Roseville, Calif. – When volunteers with the Miles of Smiles program began visiting Roseville schools, they were surprised by the number of students suffering from tooth decay.
“I pulled out those papers one time, and about 80 percent of the kids had urgent dental needs,” said Ruth Burgess, one of the program’s founders.
Cavities and other symptoms of poor oral health can be painful for children and lead to other problems such as ear and sinus infections, speaking difficulties and trouble with concentration.
Miles of Smiles, a program launched in 2000 by the Rotary Club of Roseville, targets low-income elementary schools and provides on-site dental education, screenings by a dental hygienist, sealants and referrals. Burgess was honored this week as Placer County’s inaugural Public Health Champion.
“As part of National Public Health Week, we wanted to start an annual award that would highlight one member of the community who has made a particularly notable contribution to the health of Placer County,” said the county’s health officer, Dr. Robert Oldham. “She has been an effective advocate for public health for many, many years in this community.”
Burgess began working at what is now the Sutter Roseville Medical Center Foundation in the mid-80s, fundraising and securing grants and eventually retiring as executive director. She also served as a board member of the Placer Community Foundation, and joined Rotary in 1987 as the Roseville club’s first female member.
When the club began exploring options for a signature program in the late ’90s, Burgess combed through a needs assessment – not unlike the county’s recently-released Community Health Status Assessment – and realized that access to dental care was a serious problem in Placer County. They began working with Placer County public health staff on a grant proposal, got the equipment and Miles of Smiles was born.
Since its inception, the program has expanded from two schools to five. More than 6,200 local children have received screenings and more than 3,200 second- and fifth-graders have gotten sealants on their molars to prevent cavities thanks to Miles of Smiles. The organizers also network with local dentists and connect students with urgent needs to providers, regardless of the family’s ability to pay.
“We feel a really strong relationship with the kids. We walk them over to the portable clinic; we talk to them. It’s a way of getting to know the kids and reassuring them,” Burgess said. “The fun part is that most of the time in fifth grade, they remember us from second grade. You feel like you’re really making a difference.”
And it’s not just a feeling: Just three percent of the second- and fifth-graders screened by Miles of Smiles this year had urgent dental needs, in stark contrast to when the program first began and 80 percent of students fell into that category.

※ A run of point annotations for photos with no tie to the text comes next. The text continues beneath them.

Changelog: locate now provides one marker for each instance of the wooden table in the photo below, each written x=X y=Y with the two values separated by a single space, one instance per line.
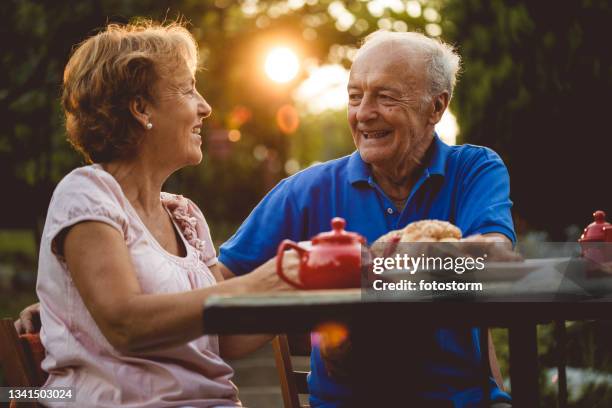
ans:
x=374 y=317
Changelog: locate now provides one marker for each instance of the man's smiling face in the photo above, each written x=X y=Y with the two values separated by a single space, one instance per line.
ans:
x=386 y=113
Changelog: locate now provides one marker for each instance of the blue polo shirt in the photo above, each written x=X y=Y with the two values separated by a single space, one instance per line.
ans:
x=466 y=185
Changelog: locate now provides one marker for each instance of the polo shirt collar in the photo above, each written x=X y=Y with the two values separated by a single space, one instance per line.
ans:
x=359 y=171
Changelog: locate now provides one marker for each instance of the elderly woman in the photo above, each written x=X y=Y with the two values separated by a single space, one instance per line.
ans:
x=124 y=268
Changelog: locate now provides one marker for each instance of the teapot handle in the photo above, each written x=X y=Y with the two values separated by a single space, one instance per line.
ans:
x=279 y=261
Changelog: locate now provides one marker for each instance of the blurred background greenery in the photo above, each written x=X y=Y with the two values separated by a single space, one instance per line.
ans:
x=534 y=86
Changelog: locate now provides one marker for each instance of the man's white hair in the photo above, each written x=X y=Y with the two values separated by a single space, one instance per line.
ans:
x=441 y=59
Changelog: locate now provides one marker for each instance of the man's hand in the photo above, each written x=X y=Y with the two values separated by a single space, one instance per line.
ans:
x=29 y=320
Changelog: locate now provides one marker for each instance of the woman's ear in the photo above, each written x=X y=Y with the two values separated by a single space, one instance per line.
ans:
x=139 y=108
x=440 y=103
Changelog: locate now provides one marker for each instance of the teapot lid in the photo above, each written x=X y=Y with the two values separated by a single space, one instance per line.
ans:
x=338 y=234
x=595 y=230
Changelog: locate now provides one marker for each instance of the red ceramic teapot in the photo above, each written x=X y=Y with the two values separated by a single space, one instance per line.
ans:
x=594 y=236
x=333 y=262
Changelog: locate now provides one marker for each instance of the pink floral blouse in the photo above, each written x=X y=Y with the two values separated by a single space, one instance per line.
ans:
x=78 y=355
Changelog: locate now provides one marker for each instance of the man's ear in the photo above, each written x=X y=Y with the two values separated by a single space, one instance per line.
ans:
x=140 y=110
x=440 y=103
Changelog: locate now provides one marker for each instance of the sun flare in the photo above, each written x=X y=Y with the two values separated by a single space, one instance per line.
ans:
x=281 y=64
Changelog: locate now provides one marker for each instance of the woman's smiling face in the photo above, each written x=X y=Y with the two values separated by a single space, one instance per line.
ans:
x=177 y=116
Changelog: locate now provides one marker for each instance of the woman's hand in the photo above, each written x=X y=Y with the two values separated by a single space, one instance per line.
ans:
x=266 y=279
x=29 y=320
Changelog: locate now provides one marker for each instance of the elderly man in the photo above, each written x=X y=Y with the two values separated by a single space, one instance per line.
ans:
x=400 y=85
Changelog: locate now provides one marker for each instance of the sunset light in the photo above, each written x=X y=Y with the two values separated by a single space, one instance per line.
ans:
x=281 y=64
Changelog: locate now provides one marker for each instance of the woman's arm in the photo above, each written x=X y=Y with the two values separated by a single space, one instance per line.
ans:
x=237 y=346
x=101 y=268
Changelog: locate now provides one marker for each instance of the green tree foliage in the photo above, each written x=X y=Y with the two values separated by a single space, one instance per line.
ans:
x=535 y=86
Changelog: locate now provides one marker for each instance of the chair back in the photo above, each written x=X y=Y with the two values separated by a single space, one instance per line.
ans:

But there is still work to be done: Nineteen percent of kindergarten children screened this year had urgent needs, which has now become the focus of a new countywide collaboration.
Today, while the Miles of Smiles program is no longer directly affiliated with the county, Burgess represents the program as part of the new Placer County Children’s Oral Health Alliance. This group of community partners includes county staff as well as health providers and nonprofit leaders from Chapa-De Dental Services, Rockville Smiles, Placer County Office of Education, the Latino Leadership Council, KidsFirst and Head Start.
“For a lot of years, Placer County has been very collaborative across public and private lines,” Burgess said. “I’m a strong believer in civic engagement. We need to stay involved and be a part of what’s going on. The nonprofit world can’t take care of everything. Government can’t take care of everything. If we partner and put our resources together, everybody wins. It’s a stronger and better community.”
She added: “We’re going to tackle these problems together.”